Invited discussant Dr. C. Max Schmidt, a surgeon at Indiana University in Indianapolis, asked what the rate of serious complications was and what Dr. Liu recommends for clinicians who treat adult appendicitis.
Major complications were reported in only one study, with 29 complications occurring in 10% of patients treated for appendectomy. Three major complications occurred in 2.5% of patients treated with antibiotics, but all three events were from subsequent appendectomy, she said.
Dr. Liu currently treats acute uncomplicated appendicitis with surgery, unless risk factors (such as morbid obesity or smoking) are present that would increase the risk of complications or mortality. Dr. Liu said that the study was sparked by just such a case involving a 70-year-old man who had chronic obstructive pulmonary disease, was on home oxygen, and had a surgical mortality risk that was estimated to be 50% by the medical consult. So she decided to give antibiotic treatment a try and was surprised to find that the patient responded successfully.
When pressed by the audience of surgeons on whether surgery should remain the standard of care for acute uncomplicated appendicitis, Dr. Liu said that standard of care is dependent on how one’s peers would treat a particular patient. Ultimately, she said, surgery should be the first choice in most cases, but surgeons should be open to the possibility of using antibiotics, and she likened the potential paradigm shift away from automatic surgery for appendicitis to that observed in the treatment of diverticulitis. Dr. Liu also called for prospective randomized trials to clarify the role of appendectomy and antibiotic treatment in appendicitis.
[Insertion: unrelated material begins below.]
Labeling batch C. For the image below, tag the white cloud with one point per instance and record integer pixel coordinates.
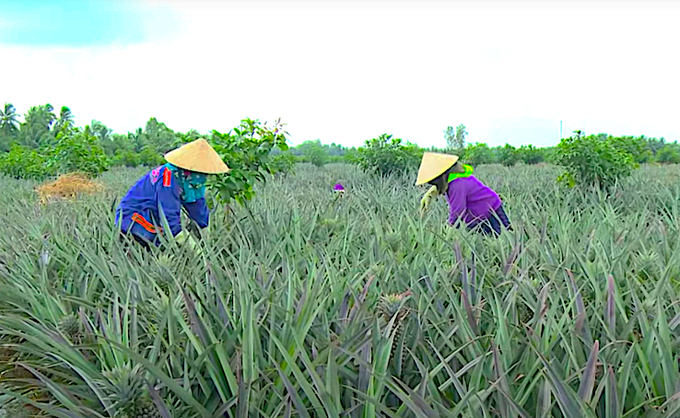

Finally, the provocative study elicited a series of personal anecdotes from the audience, including a surgeon who used antibiotics to successfully treat an attorney who refused appendectomy because he was arguing a case before the Supreme Court the next day. A Canadian surgeon told the story of Patrick Roy, a star goalie who was successfully managed with antibiotics during a Stanley Cup match, prompting fellow Canadians to demand the nonoperative treatment for their appendicitis. The situation got so out of hand that the Quebec Association of Surgeons issued a statement that antibiotics are not appropriate treatment for all cases of appendicitis.
Yet before the conversation could sway the crowd too far from its surgical roots, an attendee reminded the audience that they were sitting just a few miles from Detroit’s Grace Hospital, where Harry Houdini died in 1926 as a result of peritonitis secondary to a ruptured appendix (albeit before the advent of antibiotics).
The authors disclosed no relevant conflicts of interest.